Here are some tips on finding the deeper meaning of job advertisements. Learning how to interpret these four components of job postings is the first step to successfully applying for them:
1. Experience required
2. Salary required
3. Organisational skills required
4. Proficiency required
The single most common requirement stated in job advertisements is experience. Some positions require no experience at all, others might require one to two years of experience, while the most senior positions might require 10 or more years of experience!
These numbers can be very intimidating, but the right approach can make a difference. When thinking about the experience required by a job, consider these three options:
Work experience need not be just job-based. Internships, volunteer work and working in a club are all valid forms of experience. Any learning opportunity is considered work experience.
Tailor your resumé to fit the job description. If an advertisement says that a position requires three years of experience in sales, make sure your resumé highlights the fact that you have three years of experience in sales.
Not meeting experience requirements does not take you out of the running. More than anything, companies want good employees. Between your resumé and your cover letter, if you can persuade a company to think you are diligent and quick to learn new skills, you have a good shot at the job.

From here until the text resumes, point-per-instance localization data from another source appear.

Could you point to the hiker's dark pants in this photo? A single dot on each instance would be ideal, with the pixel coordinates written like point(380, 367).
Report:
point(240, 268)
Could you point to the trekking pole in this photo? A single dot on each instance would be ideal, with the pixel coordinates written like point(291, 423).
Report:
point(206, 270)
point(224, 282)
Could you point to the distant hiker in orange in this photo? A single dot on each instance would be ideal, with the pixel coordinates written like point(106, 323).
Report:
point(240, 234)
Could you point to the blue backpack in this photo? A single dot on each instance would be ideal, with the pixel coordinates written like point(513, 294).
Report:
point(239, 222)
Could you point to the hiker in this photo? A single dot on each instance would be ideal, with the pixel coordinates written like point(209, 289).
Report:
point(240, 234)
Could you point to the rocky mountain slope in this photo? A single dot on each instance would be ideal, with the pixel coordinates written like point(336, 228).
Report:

In addition to a resumé, many job advertisements ask that you submit your “minimum salary required”. This request strikes fear in the hearts of the timid. If you give too high a salary, a company may not be interested in you. If you give too low a salary, you may not be able to make ends meet financially.

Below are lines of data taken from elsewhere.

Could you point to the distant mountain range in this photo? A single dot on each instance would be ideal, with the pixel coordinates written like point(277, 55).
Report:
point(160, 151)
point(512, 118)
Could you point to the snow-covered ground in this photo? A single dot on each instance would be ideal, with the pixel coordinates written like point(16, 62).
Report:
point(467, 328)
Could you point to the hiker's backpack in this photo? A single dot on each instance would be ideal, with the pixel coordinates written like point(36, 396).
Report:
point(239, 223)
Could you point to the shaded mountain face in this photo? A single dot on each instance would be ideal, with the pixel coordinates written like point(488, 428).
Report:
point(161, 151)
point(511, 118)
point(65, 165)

When you are caught in this dilemma, you have two options:
Say that your salary requirement is “negotiable” without giving a specific number. Putting off salary negotiations until you actually have the job is a good stress reliever.

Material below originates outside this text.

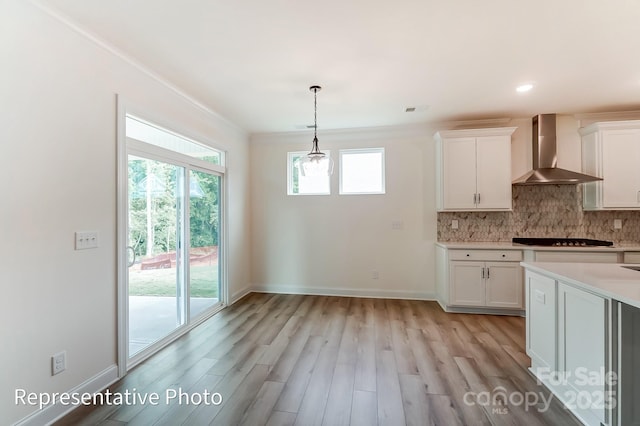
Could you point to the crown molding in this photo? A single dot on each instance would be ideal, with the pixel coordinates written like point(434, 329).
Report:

Call the employer anonymously to get information. If a specific number is absolutely necessary, provide a salary range.
Anytime a job advertisement makes a point to mention “organisational skills” or “communication skills”, the employer actually wants to know three things: do you get the job done on time, do you do the job correctly, and do you work well in teams.
Be sure to answer the secret questions you are being asked:
Incorporate your ability in working with deadlines and working on team projects into your resumé. Your resumé creates the first image an employer will have of you. That image must be what the employer is looking for.
Employers love multi-tasking. Convey the fact that you had many responsibilities at previous jobs, and you always succeeded.
Don’t beat around the bush. Explicit examples are always good. If they do not fit in your resumé, work them into your cover letter. Otherwise, mention them in your interview.
Besides the generic traits that employers like to see in applicants for any position, job advertisements will make statements about specific skills related to a specific job.
It seems that the most favourite description to use is “proficiency in”. Other popular descriptors are “command of” and “working knowledge of”.
These phrases might be used to describe understanding of software, industry expertise, etc. Whenever you see specific skill requirements and wonder whether or not you meet them, consider these issues:
Certain skills have official certifications. If you have an official certification, be sure it is on your resumé.
Being proficient means being comfortable using something on a day-to-day basis and being able to answer simple questions about it.
When it comes to languages, there is a difference between being fluent and understanding most things. There is no shame in saying you have a “conversational” understanding.
If the same skills continue to pop up in job postings, it may be time for you to acquire them.
Get an edge
Perhaps job advertisements are not as direct as they should be, but it is up to you to be able to read them correctly. These tips should give you a good starting point for tackling new job advertisements that come your way.
Keep them in mind, because deciphering the language of a job advertisement will put you a step ahead of everyone else.